Note: I took these screenshots a while back, but everything still works the same!
Hint: Don’t click every single search website. You’ll be charged more points (because each website counts as 1 search). You can check the number of points the search will cost at the upper right hand corner of the screen.
So if you only have miles with Star Alliance airlines, like United Airlines, don’t bother clicking oneworld (British Airways) or SkyTeam (Air France) searches.
Depending on how complex your search is, it may take a few minutes (or more). If you don’t want to wait, you can have your search results emailed to you.
My search returned 242 itineraries with available award seats! Non-stop flights are listed first.
Flights with stops are included further down the list.
If you prefer more information, you can click “List (Detailed)” for route information, flight numbers, and sometimes type of aircraft.
Clicking on an itinerary will give you more details about airports, flight times, and the type of award flight Award Nexus found (mileage level, for example).
Note: You do NOT have to book these flights using the miles from the airline website (like Air Canada, in the above example) that performed the search.
But because Air Canada can see the available award seat on a partner airline, like LOT, it means that you should be able to book the award using other Star Alliance airline miles, like United Airlines.
That said, the award flight might not show up when you do the same search on another website.

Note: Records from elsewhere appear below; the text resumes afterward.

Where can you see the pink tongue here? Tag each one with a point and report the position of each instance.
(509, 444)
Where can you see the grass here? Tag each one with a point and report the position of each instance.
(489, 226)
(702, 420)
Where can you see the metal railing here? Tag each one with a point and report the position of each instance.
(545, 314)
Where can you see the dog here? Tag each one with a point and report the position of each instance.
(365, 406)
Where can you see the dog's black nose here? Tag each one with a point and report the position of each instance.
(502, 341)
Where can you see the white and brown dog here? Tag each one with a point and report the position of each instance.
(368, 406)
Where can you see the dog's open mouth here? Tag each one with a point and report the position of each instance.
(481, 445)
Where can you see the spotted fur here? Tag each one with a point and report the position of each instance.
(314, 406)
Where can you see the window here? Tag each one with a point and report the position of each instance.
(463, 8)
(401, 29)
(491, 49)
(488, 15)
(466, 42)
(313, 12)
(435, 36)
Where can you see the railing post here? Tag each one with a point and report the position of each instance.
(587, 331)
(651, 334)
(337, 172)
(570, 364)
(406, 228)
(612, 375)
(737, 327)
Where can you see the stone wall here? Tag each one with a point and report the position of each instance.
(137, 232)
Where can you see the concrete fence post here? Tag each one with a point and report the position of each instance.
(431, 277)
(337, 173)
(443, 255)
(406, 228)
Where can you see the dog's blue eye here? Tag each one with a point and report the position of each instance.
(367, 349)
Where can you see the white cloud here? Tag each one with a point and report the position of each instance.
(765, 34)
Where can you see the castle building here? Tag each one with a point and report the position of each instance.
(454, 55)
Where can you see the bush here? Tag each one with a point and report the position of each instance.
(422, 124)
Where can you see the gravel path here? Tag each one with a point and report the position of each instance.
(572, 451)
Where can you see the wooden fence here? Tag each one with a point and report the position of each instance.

So you may have to call to book the flight.
In this example, I checked the United Airlines website and found the same flight available on LOT.
Note: You can NOT book award seats through Award Nexus. Use the website of the airline miles you want to use (for example American Airlines or United Airlines) or call their reservations line.
What Else Can You Do With Award Nexus?
The award search function is probably the most useful for most folks who book simple itineraries.
But if you’ve got a complex routing, or want Award Nexus to notify you if award seats become available, it can do that too!
Here are some other tools you can use:
Search Builder – Helps you piece together itineraries which involve several flights.
Route Explorer – Finds routings (you can specify the number of stops) between 2 cities – you might find a route you hadn’t known about or considered!
Trip Calculator – Finds the mileage between cities and total estimated trip duration.
Distance Pricer – Tells you the number of miles required in distance-based award programs (like British Airways Avios) between 2 cities. It even gives options for transferring points from programs like American Express Membership Rewards and Starwood Preferred Guest!
Automated Search – Set up an automatic search for available award seats and receive an email when seats are found (but be careful because it costs points every time it searches!).
Note: Thanks to Million Mile Secrets reader Jon for pointing out you must purchase a premium membership to use the automated search!
These features are very handy! It’s well worth signing-up for the free membership if you do award searches infrequently or want access to some of these tools.
If you’re a very frequent flyer or book a lot of complex trips, consider a paid membership. But remember you’ll be debited points per search. It’s not like ExpertFlyer where you’re allowed an unlimited number of searches for a monthly (or annual) fee.
Award Nexus works on a points system, so you’re charged points per search. Folks who want unlimited searches might do better with ExpertFlyer.
But Award Nexus includes airlines, like Cathay Pacific, that you can’t access using ExpertFlyer. So consider your travel plans before you pay for a membership with either site!
Do you use Award Nexus? What’s your favorite feature?